Der 31-jährige Aktivist hatte auf seiner Internetseite "Liberal Saudi Network" immer wieder die Religionspolizei für ihre harte Durchsetzung der in dem wahhabitischen Königreich vorherrschenden strengen Auslegung des Islam kritisiert: "Sobald ein Denker seine Ideen offenlegt, wird er mit hunderten Fatwas konfrontiert, nur weil er es gewagt hat, ein geheiligtes Thema aufzugreifen". In dem Buch, das Ensaf Haidar nun unter dem Titel "Freiheit für Raif Badawi, die Liebe meines Lebens", im Lübbe Verlag herausgebracht hat, heißt es dazu: ". . . seine theoretische Auseinandersetzung beherrschte in dieser letzten Phase der Begriff des Liberalismus. Darunter verstand Raif Toleranz seitens des Staates und Respekt vor der individuellen Freiheit seiner Bürger, dazu zählte für ihn auch das Recht auf Religionsfreiheit".

"Wiener Zeitung": Was hat Sie dazu bewogen, Ihre Geschichte gerade jetzt zu Papier zu bringen?
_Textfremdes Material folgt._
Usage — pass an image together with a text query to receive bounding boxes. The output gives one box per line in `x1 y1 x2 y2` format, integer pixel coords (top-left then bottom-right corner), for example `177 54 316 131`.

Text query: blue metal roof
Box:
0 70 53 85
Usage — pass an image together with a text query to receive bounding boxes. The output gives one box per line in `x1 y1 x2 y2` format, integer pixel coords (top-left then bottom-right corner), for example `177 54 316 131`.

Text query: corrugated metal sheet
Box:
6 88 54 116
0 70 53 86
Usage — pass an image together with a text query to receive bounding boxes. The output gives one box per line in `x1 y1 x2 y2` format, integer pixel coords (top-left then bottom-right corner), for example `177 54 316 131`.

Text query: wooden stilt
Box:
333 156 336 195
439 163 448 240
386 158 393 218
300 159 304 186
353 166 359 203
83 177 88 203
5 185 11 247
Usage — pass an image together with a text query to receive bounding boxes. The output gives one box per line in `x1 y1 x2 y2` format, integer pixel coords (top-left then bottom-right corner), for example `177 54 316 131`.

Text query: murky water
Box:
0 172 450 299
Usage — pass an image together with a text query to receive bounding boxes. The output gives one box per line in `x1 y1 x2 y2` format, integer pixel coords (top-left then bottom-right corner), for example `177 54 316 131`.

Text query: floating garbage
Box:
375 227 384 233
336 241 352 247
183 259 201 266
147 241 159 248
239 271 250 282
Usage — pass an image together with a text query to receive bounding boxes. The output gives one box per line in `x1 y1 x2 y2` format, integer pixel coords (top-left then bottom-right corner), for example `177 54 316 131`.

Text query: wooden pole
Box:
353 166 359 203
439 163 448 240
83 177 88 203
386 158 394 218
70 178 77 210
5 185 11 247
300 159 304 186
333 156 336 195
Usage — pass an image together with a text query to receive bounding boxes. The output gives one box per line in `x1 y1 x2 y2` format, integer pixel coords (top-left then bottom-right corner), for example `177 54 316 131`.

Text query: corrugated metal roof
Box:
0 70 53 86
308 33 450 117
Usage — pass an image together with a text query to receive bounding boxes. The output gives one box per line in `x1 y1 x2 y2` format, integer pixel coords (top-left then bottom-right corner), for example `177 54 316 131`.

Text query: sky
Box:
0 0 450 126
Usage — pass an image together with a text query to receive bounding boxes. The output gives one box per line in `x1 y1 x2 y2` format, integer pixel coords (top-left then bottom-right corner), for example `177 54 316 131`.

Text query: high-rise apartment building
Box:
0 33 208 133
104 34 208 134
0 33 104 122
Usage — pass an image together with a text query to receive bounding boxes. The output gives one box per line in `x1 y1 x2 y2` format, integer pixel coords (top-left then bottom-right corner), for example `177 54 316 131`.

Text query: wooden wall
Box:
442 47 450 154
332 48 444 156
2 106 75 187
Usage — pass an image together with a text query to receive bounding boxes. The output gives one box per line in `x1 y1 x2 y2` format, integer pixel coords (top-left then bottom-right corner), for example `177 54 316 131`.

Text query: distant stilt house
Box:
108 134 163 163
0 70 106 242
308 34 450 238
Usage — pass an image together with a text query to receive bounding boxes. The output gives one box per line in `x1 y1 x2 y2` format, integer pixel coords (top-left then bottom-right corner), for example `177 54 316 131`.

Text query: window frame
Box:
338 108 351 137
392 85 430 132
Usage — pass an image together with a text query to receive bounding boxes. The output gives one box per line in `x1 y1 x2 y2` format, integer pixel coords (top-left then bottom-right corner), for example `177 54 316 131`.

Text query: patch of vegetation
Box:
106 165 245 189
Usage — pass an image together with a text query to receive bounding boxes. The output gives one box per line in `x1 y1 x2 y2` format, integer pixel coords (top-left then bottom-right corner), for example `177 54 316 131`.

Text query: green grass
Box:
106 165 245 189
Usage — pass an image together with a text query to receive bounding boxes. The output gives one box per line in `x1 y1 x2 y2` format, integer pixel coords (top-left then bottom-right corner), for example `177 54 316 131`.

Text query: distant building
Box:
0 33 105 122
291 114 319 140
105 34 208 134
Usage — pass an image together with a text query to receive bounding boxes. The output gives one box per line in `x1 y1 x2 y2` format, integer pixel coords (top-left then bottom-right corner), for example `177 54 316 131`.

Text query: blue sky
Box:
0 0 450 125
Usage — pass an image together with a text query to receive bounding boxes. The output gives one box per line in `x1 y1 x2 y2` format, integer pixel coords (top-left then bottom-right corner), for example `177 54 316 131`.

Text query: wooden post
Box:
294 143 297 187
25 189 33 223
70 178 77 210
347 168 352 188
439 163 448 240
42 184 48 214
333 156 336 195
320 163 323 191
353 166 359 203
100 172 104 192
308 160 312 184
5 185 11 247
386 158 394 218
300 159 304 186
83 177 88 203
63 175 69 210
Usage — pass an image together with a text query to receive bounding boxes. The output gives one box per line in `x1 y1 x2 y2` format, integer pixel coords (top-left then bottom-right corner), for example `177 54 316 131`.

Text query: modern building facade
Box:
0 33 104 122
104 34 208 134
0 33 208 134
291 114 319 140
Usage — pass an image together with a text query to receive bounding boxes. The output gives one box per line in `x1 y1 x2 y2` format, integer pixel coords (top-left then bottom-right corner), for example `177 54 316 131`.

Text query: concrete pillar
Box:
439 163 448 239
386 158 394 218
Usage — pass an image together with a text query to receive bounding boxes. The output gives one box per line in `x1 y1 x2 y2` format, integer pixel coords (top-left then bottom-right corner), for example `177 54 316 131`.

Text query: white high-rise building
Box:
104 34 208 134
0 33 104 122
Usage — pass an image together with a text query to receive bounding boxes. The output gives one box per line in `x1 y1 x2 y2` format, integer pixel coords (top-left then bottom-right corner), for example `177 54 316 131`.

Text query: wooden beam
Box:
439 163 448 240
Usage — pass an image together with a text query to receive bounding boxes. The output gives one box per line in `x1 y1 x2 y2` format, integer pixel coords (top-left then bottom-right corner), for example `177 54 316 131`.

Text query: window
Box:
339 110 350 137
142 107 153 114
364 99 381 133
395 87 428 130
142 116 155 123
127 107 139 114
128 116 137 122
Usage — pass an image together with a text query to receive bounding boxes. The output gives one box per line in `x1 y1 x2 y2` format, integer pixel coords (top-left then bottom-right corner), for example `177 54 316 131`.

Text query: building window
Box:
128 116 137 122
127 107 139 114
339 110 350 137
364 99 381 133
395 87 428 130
Ensaf Haidar: Es gab ja schon zuvor ein Buch mit Raifs Artikeln aus seinen Blogs und aus seinen Berichten in den Medien. Ich wollte mit dem Buch dazu beitragen, dass die Leser nicht nur den Blogger Badawi sehen, sondern auch den Menschen dahinter, seine Familie und seine Geschichte. Ich hoffe, dass viele Menschen mein Buch lesen und mich und meinen Mann, sowie die Kinder auch von einer anderen Seite kennenlernen. Wenn sie uns besser verstehen, wird auch hoffentlich ihre Solidarität größer.
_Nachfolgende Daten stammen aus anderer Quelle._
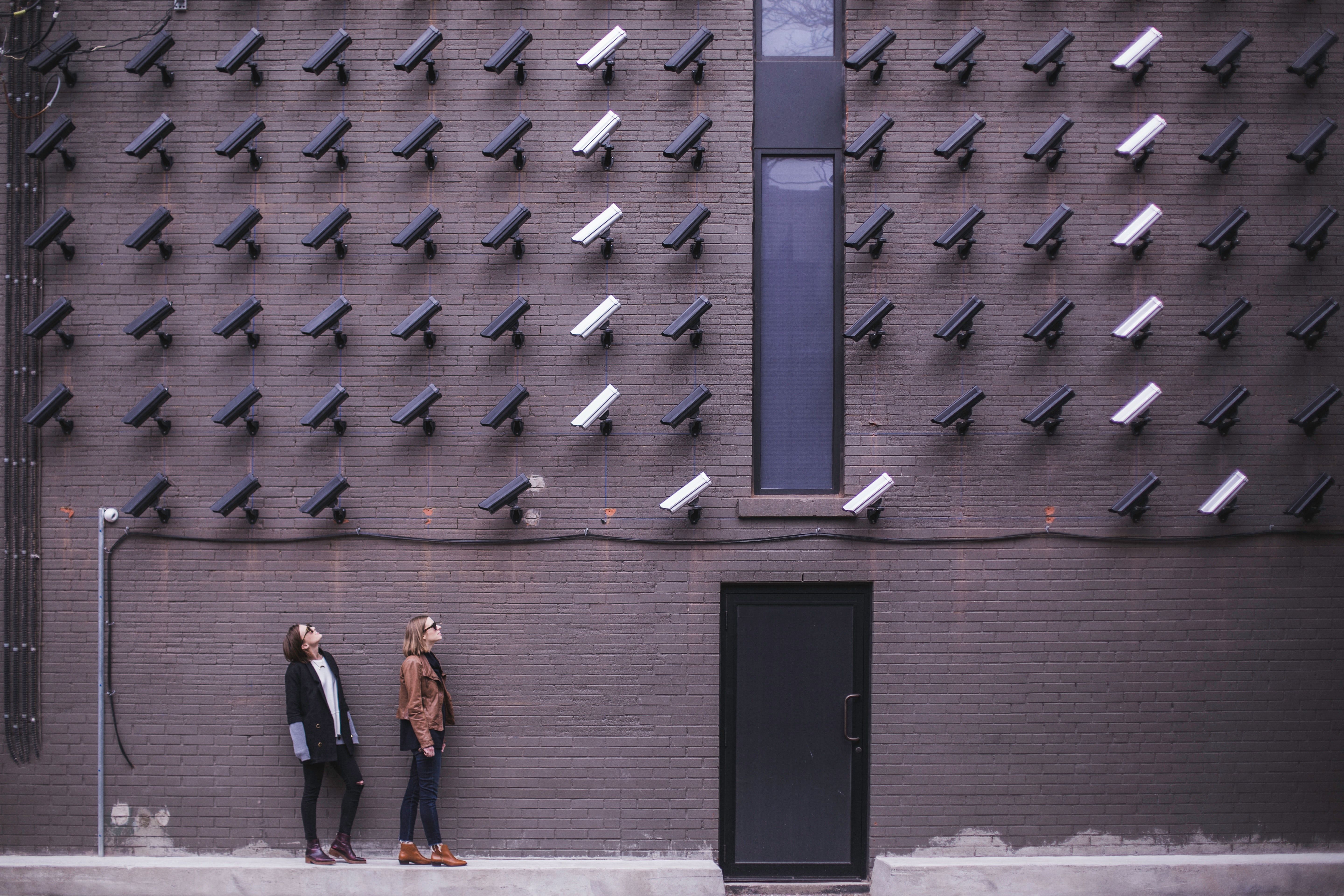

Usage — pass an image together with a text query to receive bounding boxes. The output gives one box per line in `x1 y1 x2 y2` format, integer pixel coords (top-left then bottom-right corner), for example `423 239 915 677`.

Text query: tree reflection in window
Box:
761 0 836 56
Was gibt es Neues von Ihrem Mann? Wie geht es ihm?

Raif ist stark. Er glaubt an seine Sache. Dennoch geht es ihm körperlich und seelisch schlecht.

Wann haben Sie das letzte Mal mit ihm telefoniert?
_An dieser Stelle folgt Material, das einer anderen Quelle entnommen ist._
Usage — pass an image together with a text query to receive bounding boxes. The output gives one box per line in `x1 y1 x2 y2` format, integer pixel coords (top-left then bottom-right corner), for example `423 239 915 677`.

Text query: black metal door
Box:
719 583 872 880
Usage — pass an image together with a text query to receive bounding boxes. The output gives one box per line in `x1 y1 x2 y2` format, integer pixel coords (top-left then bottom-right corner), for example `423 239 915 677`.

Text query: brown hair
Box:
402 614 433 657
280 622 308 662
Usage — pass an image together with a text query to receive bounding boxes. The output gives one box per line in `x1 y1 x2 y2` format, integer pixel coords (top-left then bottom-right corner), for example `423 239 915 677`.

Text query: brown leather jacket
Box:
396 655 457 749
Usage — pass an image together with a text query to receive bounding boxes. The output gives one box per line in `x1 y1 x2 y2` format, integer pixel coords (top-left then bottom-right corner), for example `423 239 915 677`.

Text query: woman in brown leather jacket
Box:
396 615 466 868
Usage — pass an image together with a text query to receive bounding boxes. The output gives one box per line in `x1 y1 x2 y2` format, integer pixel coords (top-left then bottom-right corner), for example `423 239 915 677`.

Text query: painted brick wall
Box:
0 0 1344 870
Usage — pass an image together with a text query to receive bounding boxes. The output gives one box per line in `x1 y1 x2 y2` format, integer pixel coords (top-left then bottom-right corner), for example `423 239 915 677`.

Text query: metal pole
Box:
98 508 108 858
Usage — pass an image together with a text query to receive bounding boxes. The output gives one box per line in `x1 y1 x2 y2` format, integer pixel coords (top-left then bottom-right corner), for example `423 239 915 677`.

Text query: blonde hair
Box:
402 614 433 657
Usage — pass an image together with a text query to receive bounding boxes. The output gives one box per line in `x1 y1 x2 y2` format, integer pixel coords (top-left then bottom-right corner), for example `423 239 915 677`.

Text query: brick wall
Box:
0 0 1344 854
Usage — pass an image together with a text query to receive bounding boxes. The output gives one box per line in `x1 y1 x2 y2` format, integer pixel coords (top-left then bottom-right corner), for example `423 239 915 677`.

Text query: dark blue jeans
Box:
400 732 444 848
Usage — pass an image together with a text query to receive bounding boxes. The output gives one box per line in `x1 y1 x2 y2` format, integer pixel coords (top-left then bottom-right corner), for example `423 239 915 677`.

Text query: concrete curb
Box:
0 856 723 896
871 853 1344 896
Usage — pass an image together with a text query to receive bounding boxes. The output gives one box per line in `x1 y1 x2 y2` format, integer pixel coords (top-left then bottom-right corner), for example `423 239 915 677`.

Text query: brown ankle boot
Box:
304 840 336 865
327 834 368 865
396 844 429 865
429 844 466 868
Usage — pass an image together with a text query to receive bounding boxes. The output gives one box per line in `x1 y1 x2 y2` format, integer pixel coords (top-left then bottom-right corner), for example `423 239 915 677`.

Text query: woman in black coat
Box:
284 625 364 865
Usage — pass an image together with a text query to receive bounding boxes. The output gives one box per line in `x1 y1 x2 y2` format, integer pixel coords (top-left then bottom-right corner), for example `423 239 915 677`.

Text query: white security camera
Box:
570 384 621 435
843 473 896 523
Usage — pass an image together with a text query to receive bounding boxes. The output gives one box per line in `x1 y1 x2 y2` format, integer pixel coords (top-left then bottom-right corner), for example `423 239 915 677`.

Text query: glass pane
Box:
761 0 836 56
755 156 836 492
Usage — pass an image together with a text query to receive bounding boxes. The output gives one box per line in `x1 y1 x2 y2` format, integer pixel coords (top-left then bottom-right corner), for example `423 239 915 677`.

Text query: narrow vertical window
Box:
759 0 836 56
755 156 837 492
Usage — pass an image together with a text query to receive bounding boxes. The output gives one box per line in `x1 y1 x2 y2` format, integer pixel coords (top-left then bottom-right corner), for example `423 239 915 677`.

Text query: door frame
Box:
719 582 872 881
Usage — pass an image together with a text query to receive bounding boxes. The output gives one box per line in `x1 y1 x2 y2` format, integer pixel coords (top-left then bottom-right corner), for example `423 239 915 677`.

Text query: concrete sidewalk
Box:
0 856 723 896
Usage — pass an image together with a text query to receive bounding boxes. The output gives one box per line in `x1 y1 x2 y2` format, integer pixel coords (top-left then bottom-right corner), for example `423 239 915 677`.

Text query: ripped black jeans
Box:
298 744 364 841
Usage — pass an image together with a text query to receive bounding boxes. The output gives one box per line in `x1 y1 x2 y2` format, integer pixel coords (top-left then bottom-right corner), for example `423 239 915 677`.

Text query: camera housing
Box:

Am 28. August, bevor ich nach Deutschland gefahren bin.

Wie oft telefonieren Sie?

Wir dürfen ihn nie anrufen. Er meldet sich ein bis zweimal in der Woche aber nur sehr kurz, also zwischen fünf und zehn Minuten. Dabei spricht er auch mit den Kindern, das gibt ihm Kraft. Ich versuche ihn bei diesen Gesprächen aufzubauen und ihm Hoffnung für die Zukunft zu geben.

Wie reagieren die Kinder, die schon seit vier Jahren von ihrem Vater getrennt sind?

Soweit man das sagen kann, geht es den Kindern gut. Psychisch stehen sie aber unter einem enormen Druck. Sie vermissen ihren Vater, nicht nur in Tagen der Freude, sondern auch in Tagen der Trauer.

Haben Sie Neuigkeiten von der saudischen Justiz? Wie steht es um die Revision?

Der ganze Prozessvorgang ist sehr geheim gehalten und wir bekommen leider nicht alles mit. Vom Gericht selbst gibt es nur dürftige Informationen. Es ist ein ungewisses Warten. Ob sich ein neuer Richter mit dem Fall beschäftigen wird, ist unklar.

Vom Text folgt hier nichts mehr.